Il primo è Gianmarco Frabotti: «Cominciammo a vedere l’agitazione in piazza attorno a Pincarelli e Belleggia che dopo aver colpito Federico Zurma (il ragazzo che Willy cercherà poi di portare via, ndr) si è allontanato mentre Pincarelli continuava la lite verbale con altri amici di Zurma. Poi si sono spostati tutti dietro l’edicola, in dieci minuti sembrava tutto finito ma poi sono arrivati i fratelli Bianchi. Li conoscevo per nomea e per lo sport che praticano. Quando sono arrivati tutti hanno fatto silenzio, la gente si allontanava. A Cencierelli ho detto non ti mettere in mezzo con questa gente. I loro nomi erano conosciuti a Colleferro e dintorni per le risse, i pestaggi e lo spaccio. Li ho visti andare diretti verso il gruppo di ragazzi e cominciare ad aggredirli. Conoscevo Willy, giocavamo a calcio assieme da piccoli, e conosco Cinciarelli. Nessuno di loro due stava partecipando alla discussione. Gabriele Bianchi è andato spedito verso Willy e l’ha colpito in petto con un calcio frontale, di corsa, piegando la gamba, facendo leva con l’altra e spingendo col bacino. Willy è sbattuto contro una macchina, è caduto e Marco Bianchi l’ha colpito con un pugno in faccia mentre provava a mettersi in piedi. Da allora non si è più rialzato. Anche Pincarelli gli ha dato un calcio in faccia mentre Belleggia non l’ho visto partecipare. Poi sono scappati tutti e quattro».
Tocca poi a Michele Vinciguerra: «I Bianchi si sono diretti al centro del gruppo dei ragazzi che discutevano e io già sapevo chi erano.

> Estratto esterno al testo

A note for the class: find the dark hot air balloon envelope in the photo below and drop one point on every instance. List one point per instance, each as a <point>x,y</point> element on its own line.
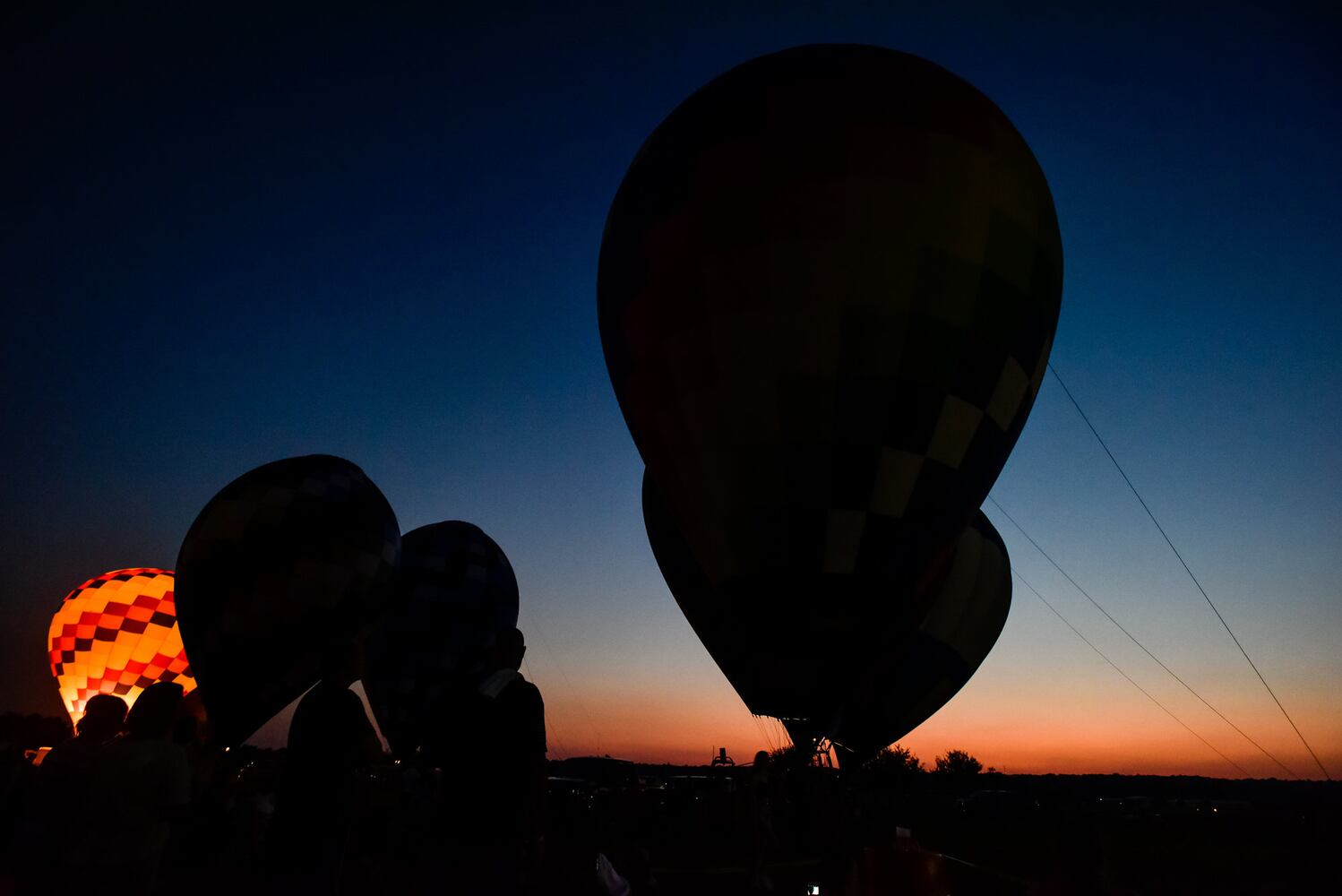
<point>811,664</point>
<point>283,564</point>
<point>827,291</point>
<point>452,591</point>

Willy stava solo assistendo ma Gabriele lo ha colpito subito con un calcio in petto che l’ha fatto cadere, Willy ha iniziato a boccheggiare, ha appena alzato lo sguardo e lui l’ha colpito di nuovo con un cazzotto al volto. Poi è arrivato Marco e l’ha colpito di nuovo con un calcio alla testa. Anche Pincarelli l’ha colpito. Belleggia non l’ho notato».
Gli amici iniziano a smarcarsi
Mentre la famiglia finisce sulle pagine dei giornali per le dichiarazioni e atti di aggressione, emergono nuovi dettagli su Marco e Gabriele Bianchi. I due sono stati, di fatto, scaricati anche dagli amici. In particolare da Omar Sahbani, uno dei giovani che aveva chiesto il soccorso dei “gemelli” per quella rissa a Colleferro che poi è costata la vita al 21enne Willy Monteiro. Come riporta il quotidiano La Repubblica, gli inquirenti hanno intercettato (pochi giorni dopo l’omicidio) una conversazione tra Sahbani e il cugino in cui si parla anche dello “stile di vita” dei fratelli Bianchi:
“È un periodo che sto a cercà di allontanarmi comunque, io non è che… non mi ritrovavo più in quell’ambiente, non mi ci proprio ritrovavo più, non era la vita mia […] Cugì, parlamose chiaro no, cioè questi tenevano una vita un po’ accelerata no, facevano quello che facevano, mo senza dirlo però si sapeva quello che facevano, no? Issi erano pigliato una cosa che comunque se non volevi ai a cena fuori non poteva esse se non… se non porti.. cioè capito? se non porti l’orologio d’oro non ti fai la foto coatta, non ti fai la storia mentre stai a magnà. Ma a mi che cazzo me ne frega di ste stronzate, aho. A me che cazzo me ne frega”.